Tempo de cerejas *

Uma longa e doce nostalgia apertou-lhe o coração. Não apenas a nostalgia da mulher, mas sobretudo a de a saber pretérito definitivo.
Fora um por acaso que a conhecera. A internet tornou o mundo num lugar sem distância. O algoritmo do Facebook, esse cúpido moderno, sugeriu-lhe que lhe pedisse amizade. O ano aproximava-se do final, era 29 de Dezembro, um daqueles dias onde tudo em volta era o nada. Até a chuva estava sozinha. Obedeceu. Click. Enviou-lhe o pedido. A ela e várias outras, que era um homem cauteloso.
Os caçadores nas savanas preparam a arma quando vêem o leão, já o pescador não consegue ver os peixes dentro do mar, acredita em algo que não vê. S.via-se pescador aguardando sinais dos desígnios do algoritmo, cansado que estava dos dias sempre iguais, trabalho-casa-trabalho, que lhe entranhavam nos ossos um tédio miúdo que o arrefecia como o cachimbo da madrugada.
É um homem bonito, aparência de anjo barroco, olhos de esmeralda expressivos, emoldurados por finas rugas, com um nariz grego e mãos delicadas sempre prontas a corrigir com solenidade desalinhos. Impacienta-o a desarrumação, uma camisa mal engomada enrosca-lhe na pele uma irritação. Tinha os seus Adamastores de divorciado. A Bimby, mãe-mulher-substituta, e a Candy. Para ele era uma impossibilidade lógica sair de casa se máquina não estivesse vazia e no varal, geometricamente estendidas, as peças saídas do programa de poupança. A ordem era a sua cela, muralha que o protegia do acelerar do músculo no traz peito. Tinha o coração  viúvo, fechado a cadeado.
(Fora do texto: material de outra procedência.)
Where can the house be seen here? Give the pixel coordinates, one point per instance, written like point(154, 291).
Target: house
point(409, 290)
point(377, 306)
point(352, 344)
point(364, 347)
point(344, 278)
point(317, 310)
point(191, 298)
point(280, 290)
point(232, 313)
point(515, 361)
A teimosia dela foi criando fendas naquela muralha. Ela tinha a fúria rebelde das ondas da costa do Índico, queria levá-lo a escolher o longe, agarrou-se teimosamente aquele amor. Queria ser o bolinho de chuva dele, o doce que as mães brasileiras preparam nos dias de temporal para distrair as crianças da natureza lá fora. Mas estamos a adiantar-nos  na história.
É uma verdade que as mensagens no Facebook permitem saltar com facilidade a fronteira do nosso mundo. As banalidades iniciais deram lugar a perguntas, muitas perguntas. Ela perguntava tanto, como que a querer arrancar uma árvore da terra para lhe olhar as raízes. Já não sabia se o pescador era ele ou ela.
Tinha a alma toda num sorriso, uma energia que sobrava do corpo e lhe caia em cachos de caracóis rebeldes. Era desses vinhos que dão tonturas antes de beber e desordenam tudo em seu redor. Ela enviou-lhe telegramas de chocolate e escreveu antiquadas cartas de amor onde deitava o barco da sua vida nas águas dele.
Com o medo dele de sentinela amaram-se, viajaram juntos, percorreram de mãos dadas cidades geladas da Europa. Parecia não haver mapa para tanto amor. S. mostrava-lhe o corpo, não mostrava o coração. Há alguém mais sozinho do que o analfabeto, por escolha própria, da felicidade?
Sem de cansar dos lamentos, ela explicava que os pedaços se apanham, se colam. Deles resultam mosaicos coloridos e que os sonhos não devem ser desperdiçados.
Ele pegava-lhe nas mãos, fazia-as uma, sempre querendo dizer o que não dizia. Incapaz de palavras encantadoras como um colar de missangas ou umas poucas de cerejas.
Misturados num subitamente, ela, que sempre encostara o seu corpo de sabor quente ao dele, dando-se àquele  homem-menino-ferido com a rendição  dos apaixonados, afastou-se e perguntou-lhe: “amor compras-me cerejas?”. Ele ergue-se brusco, responde : “jamais, odeio cerejas”.
Ela sorriu, sentiu pena dele, incapaz de sair da sua cela, de abrir os baús com as toalhas de linho por estrear para celebrar o amor. À despedida desejou-lhe que um dia encontrasse alguém a quem comprasse cerejas.
Em frente ao computador ele pensa naquela mulher tempestade que o levou por caminhos que apenas tinha aflorado em sonhos. E num embalo termo imagina-se a trepar a uma cerejeira colhendo brincos vermelhos, exorcizando advérbios sem propósito nem cabimento: “porém, todavia, contudo”. Ele descobriu no ballet sem coreografia dos sentimentos que a ama.